Scroll untuk baca artikel

Tambun Utara Lebih Sejuk Setelah Penertiban Bangunan liar oleh Dedi Mulyadi

Tambun Utara Lebih Sejuk Setelah Penertiban Bangunan liar oleh Dedi Mulyadi
Tambun Utara Lebih Sejuk Setelah Penertiban Bangunan liar oleh Dedi Mulyadi

BEKASI, Laksamana.id Pinggiran Sungai Sepak yang mempersatukan Desa Srijaya dengan Srimukti di wilayah utara Tambun, Kabupaten Bekasi, saat ini tampak lebih menyejukkan mata sejak penertiban belasan struktur tidak resmi oleh Gubernur Jawa Barat Dedi Mulyadi seminggu yang lalu.

Pengamatan Laksamana.id Di tempat tersebut, pada hari Senin (17/3/2025), berbagai bangunan liar yang dulunya berkembang pesat selama dua kilometer sepanjang tepi sungai Kali Sepak saat ini telah rata dengan permukaan tanah.

Gedung yang sebelumnya dipenuhi warung sementara dan tetap kini tinggal meninggalkan serpihan debris dari pembongkaran paksa.
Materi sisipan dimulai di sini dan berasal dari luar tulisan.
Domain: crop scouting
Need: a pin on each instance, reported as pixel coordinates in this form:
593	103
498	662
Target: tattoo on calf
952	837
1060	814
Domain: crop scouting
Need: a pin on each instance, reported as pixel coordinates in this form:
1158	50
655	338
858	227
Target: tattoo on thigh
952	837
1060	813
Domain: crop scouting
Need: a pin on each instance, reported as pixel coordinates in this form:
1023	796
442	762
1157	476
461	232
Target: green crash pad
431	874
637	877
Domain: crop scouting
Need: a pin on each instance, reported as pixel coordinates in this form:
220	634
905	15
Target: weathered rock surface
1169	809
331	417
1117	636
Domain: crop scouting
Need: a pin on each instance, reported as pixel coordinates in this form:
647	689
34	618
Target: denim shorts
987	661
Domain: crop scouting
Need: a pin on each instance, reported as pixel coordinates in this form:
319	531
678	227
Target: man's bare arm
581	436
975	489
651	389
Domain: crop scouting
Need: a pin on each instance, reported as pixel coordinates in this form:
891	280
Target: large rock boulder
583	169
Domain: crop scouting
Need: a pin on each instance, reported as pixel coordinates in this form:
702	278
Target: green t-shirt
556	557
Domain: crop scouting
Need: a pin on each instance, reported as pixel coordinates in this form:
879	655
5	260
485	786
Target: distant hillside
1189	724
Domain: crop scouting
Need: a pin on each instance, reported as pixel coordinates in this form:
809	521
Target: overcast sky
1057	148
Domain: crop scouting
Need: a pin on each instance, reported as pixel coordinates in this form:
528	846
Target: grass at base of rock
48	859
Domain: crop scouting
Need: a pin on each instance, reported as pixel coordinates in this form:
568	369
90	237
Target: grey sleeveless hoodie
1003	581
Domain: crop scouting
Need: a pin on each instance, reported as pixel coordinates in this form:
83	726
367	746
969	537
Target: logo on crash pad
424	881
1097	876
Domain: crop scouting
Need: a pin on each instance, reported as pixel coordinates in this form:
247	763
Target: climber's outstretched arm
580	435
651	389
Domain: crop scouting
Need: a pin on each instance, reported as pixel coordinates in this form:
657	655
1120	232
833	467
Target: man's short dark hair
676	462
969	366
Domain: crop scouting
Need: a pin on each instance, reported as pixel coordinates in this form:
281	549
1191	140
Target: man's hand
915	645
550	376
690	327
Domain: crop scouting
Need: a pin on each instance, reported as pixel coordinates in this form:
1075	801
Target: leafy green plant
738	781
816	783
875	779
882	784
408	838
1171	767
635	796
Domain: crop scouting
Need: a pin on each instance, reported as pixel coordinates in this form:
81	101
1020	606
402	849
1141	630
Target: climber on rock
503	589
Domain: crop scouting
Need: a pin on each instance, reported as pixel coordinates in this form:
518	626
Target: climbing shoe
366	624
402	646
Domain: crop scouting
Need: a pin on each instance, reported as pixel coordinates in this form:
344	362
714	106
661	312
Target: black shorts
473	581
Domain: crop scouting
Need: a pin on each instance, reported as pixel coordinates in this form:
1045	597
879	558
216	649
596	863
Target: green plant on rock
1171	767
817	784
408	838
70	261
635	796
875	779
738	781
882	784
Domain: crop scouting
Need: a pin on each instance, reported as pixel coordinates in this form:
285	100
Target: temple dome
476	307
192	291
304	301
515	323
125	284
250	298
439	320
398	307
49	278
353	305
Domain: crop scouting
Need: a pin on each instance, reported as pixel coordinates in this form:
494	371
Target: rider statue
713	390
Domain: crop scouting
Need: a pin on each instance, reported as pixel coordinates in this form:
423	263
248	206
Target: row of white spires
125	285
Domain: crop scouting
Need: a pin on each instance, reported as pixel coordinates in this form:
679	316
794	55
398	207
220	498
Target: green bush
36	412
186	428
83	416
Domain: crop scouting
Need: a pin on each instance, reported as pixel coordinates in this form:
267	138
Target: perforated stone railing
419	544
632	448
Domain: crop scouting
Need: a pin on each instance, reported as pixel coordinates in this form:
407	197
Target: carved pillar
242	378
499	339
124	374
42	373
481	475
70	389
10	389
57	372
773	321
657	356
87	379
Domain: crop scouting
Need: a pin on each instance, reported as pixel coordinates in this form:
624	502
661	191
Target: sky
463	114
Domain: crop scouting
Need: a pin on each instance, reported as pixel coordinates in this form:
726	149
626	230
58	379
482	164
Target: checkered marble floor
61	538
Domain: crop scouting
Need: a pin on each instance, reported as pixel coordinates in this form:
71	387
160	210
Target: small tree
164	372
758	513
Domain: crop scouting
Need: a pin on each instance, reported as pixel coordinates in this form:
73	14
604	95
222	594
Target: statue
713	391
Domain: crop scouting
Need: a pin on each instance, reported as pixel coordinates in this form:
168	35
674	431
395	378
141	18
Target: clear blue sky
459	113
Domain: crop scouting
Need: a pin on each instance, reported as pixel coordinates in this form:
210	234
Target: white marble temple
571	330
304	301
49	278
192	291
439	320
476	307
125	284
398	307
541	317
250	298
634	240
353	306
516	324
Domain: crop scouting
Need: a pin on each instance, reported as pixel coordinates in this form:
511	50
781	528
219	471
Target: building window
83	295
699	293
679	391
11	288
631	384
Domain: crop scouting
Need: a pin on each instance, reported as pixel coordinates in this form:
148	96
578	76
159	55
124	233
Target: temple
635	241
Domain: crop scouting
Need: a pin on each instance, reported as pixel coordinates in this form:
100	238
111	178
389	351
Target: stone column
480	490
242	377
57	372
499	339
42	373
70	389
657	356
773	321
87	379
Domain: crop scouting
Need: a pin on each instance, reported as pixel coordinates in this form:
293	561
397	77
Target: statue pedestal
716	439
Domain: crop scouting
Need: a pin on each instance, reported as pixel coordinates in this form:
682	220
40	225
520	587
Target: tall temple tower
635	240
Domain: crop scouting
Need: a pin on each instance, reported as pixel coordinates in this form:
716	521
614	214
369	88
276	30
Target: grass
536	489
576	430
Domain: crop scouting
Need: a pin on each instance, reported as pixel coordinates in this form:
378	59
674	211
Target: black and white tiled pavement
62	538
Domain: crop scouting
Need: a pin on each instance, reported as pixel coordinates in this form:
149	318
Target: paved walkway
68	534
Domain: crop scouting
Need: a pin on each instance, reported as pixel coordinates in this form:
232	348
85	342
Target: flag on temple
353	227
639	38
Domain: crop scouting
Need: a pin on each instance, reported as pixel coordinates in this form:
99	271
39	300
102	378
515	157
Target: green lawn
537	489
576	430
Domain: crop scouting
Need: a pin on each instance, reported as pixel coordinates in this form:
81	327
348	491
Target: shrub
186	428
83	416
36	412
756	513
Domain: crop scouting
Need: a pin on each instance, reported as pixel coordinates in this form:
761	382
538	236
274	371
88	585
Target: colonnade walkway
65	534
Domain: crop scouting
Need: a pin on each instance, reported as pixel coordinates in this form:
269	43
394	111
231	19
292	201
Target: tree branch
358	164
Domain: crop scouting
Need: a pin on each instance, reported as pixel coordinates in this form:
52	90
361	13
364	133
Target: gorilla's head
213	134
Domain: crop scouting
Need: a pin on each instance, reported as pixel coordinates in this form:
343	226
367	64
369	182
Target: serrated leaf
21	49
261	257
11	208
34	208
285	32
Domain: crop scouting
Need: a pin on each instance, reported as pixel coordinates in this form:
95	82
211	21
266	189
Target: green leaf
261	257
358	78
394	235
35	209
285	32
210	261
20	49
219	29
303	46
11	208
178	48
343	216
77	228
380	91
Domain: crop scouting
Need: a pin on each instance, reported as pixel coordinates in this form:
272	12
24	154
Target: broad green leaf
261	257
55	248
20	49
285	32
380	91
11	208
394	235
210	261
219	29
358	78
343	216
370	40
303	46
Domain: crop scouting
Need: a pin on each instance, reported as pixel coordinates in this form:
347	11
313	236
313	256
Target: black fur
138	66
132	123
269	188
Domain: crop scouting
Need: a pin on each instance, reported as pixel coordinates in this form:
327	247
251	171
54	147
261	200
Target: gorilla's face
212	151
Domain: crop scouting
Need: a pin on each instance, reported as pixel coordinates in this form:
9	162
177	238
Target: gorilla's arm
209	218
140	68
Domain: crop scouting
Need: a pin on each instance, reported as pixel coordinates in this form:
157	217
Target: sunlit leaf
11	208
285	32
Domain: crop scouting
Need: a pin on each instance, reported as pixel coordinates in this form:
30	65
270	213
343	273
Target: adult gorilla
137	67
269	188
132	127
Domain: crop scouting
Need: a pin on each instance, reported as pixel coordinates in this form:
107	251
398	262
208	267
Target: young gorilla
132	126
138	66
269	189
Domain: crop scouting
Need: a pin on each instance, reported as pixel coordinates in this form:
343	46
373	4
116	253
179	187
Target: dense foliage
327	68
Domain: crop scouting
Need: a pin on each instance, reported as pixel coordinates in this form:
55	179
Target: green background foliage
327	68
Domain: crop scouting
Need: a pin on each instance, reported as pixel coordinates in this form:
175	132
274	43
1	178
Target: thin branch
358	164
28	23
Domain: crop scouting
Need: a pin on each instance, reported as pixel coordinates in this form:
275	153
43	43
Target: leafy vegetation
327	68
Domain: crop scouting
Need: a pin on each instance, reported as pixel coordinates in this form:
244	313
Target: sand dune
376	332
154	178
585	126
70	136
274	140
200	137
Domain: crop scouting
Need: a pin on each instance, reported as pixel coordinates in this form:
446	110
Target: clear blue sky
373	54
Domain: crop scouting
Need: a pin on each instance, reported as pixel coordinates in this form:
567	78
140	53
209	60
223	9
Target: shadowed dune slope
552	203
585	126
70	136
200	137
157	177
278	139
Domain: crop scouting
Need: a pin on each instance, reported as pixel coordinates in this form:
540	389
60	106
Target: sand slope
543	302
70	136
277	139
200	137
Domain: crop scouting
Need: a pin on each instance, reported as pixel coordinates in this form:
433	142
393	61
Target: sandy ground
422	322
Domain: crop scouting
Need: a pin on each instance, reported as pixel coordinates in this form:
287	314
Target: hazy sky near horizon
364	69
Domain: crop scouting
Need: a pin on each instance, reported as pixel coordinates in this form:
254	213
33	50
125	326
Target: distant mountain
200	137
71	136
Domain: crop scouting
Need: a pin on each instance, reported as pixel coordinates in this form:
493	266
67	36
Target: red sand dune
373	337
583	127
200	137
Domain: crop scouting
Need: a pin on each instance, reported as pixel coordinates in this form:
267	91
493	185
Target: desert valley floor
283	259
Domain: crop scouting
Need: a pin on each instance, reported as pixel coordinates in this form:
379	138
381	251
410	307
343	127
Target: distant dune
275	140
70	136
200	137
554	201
Beberapa pohon juga diketahui telah ditebang guna mendukung proses penormalan Sungai Sepak. Hingga kini, sebuah mesin berat bertipe excavator tetap ada di area tersebut.

Setelah menghancurkan struktur tidak resmi di tepi Sungai Sepak, Dedi Mulyadi diyakinakan berencana untuk meningkatkan zona pembersihan lahan tambahan yang mencakup pemugaran daerah takresmi pada tanggul sungai kecil di desa Sriamur.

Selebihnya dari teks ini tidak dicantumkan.